Quando viene eletto Khatami il mantra degli intellettuali che hanno iniziato a cambiare pelle nei lunghi pomeriggi trascorsi al Centro di studi strategici è “pressione dal basso, per negoziare in alto”, ma nei fatti negli otto anni della sua presidenza Khatami non si fa mai forte del mandato popolare per affrontare Khamenei. Sì, sorride spesso al punto che lo ribattezzano “mullah khandan”, il mullah che ride; sì, parla di dialogo tra le civiltà e nei consessi internazionali sa farsi ben volere, ma quando si tratta di incidere sulla sostanza delle cose, ritrae ogni volta la mano. A posteriori racconterà di aver affrontato una crisi ogni nove giorni, di essere passato da un braccio di ferro a un altro con Khamenei e i conservatori e di averli perduti tutti. Ma nell’estate del ’99, quando la polizia e i bassiji attaccano i dormitori dell’università di Teheran facendo volare i ragazzi giù dai balconi, quando Teheran si infiamma per sei giorni e la maglietta piena di sangue di uno studente finisce sulla copertina dell’Economist, Khatami incontra un gruppo di giovani e l’unica cosa che è capace di dire è ricordare di essere stato uno dei fondatori della Repubblica islamica e di non avere alcuna intenzione di disfarsene.

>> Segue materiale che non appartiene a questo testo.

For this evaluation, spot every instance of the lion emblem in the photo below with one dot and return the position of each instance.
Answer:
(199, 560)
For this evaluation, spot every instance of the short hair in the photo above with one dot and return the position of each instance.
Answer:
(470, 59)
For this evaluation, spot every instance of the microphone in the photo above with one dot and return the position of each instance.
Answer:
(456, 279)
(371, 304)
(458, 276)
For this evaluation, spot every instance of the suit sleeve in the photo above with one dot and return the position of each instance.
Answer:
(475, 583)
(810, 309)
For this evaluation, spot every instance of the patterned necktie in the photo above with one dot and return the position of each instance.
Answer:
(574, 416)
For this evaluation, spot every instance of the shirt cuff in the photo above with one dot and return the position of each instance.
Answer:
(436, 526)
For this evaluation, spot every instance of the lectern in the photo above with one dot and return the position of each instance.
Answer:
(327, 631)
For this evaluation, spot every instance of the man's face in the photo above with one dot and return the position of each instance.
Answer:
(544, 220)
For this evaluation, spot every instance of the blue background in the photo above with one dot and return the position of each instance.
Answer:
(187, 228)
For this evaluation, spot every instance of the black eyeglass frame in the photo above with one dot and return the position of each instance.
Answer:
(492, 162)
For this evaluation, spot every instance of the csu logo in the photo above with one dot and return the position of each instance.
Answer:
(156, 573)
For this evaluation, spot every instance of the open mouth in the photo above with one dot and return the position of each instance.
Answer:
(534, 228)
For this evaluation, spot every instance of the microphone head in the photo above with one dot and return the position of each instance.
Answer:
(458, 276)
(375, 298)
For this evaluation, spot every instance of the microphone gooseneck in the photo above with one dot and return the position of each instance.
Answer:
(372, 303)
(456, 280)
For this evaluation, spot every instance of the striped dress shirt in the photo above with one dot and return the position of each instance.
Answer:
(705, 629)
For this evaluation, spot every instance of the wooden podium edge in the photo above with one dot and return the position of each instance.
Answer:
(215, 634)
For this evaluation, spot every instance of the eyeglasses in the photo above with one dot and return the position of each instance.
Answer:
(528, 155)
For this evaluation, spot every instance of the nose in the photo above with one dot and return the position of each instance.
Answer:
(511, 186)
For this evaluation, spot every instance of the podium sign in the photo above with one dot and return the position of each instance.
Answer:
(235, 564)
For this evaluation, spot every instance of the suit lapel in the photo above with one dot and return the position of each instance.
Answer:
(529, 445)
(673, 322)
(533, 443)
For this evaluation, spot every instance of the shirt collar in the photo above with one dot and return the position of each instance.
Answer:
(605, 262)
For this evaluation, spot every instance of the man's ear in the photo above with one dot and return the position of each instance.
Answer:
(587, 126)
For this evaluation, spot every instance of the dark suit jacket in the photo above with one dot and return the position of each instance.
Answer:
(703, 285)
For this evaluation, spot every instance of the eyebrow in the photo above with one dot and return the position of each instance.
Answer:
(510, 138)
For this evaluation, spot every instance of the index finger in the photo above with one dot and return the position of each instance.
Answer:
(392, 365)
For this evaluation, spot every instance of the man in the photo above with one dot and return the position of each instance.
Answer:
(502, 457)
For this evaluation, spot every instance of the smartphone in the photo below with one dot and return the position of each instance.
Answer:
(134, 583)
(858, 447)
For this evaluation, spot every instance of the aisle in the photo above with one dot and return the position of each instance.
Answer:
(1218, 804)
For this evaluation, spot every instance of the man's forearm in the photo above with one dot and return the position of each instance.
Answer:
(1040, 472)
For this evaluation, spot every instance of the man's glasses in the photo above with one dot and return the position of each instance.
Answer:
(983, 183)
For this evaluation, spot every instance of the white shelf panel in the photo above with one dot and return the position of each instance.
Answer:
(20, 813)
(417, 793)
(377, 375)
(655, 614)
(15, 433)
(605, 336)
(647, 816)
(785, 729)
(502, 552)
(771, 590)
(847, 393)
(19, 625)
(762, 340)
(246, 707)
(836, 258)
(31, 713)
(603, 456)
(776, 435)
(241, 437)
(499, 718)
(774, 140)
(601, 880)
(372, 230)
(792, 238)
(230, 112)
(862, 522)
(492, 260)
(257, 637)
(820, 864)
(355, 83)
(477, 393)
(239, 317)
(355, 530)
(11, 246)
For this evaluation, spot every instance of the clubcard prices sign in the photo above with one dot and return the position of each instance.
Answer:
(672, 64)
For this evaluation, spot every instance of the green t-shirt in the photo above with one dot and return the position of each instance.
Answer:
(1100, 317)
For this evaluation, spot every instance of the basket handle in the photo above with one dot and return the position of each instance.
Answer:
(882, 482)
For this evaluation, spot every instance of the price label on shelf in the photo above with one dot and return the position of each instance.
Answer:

“Da quando in qua un un governo religioso sciita fonda la sua azione sulla base alle opinioni della gente? Queste posizioni, queste opinioni, semplicemente non sono il criterio da tenere in considerazione. Solo Dio può definire ciò che è bene e ciò che è male”, ha detto in un programma della tv pubblica alcune settimane fa il professore dell’università di Teheran Mohammad Sadegh Kooshki. È questa la realtà con cui si scontra chiunque voglia trasformare il regime dall’interno, il gradualismo riformista è una chimera. “Un cambio di regime in Iran non è possibile e nemmeno desiderabile”, ha detto ieri Khatami, spezzando un lunghissimo silenzio, la stessa frase che avrebbe potuto pronunciare vent’anni fa. Ma intanto in Iran le piazze seguitano a riempirsi, le ragazze cantano con i capelli liberi sulle spalle e nelle università gli studenti gridano: “Riformisti, conservatori siete tutti uguali. Morte al dittatore”.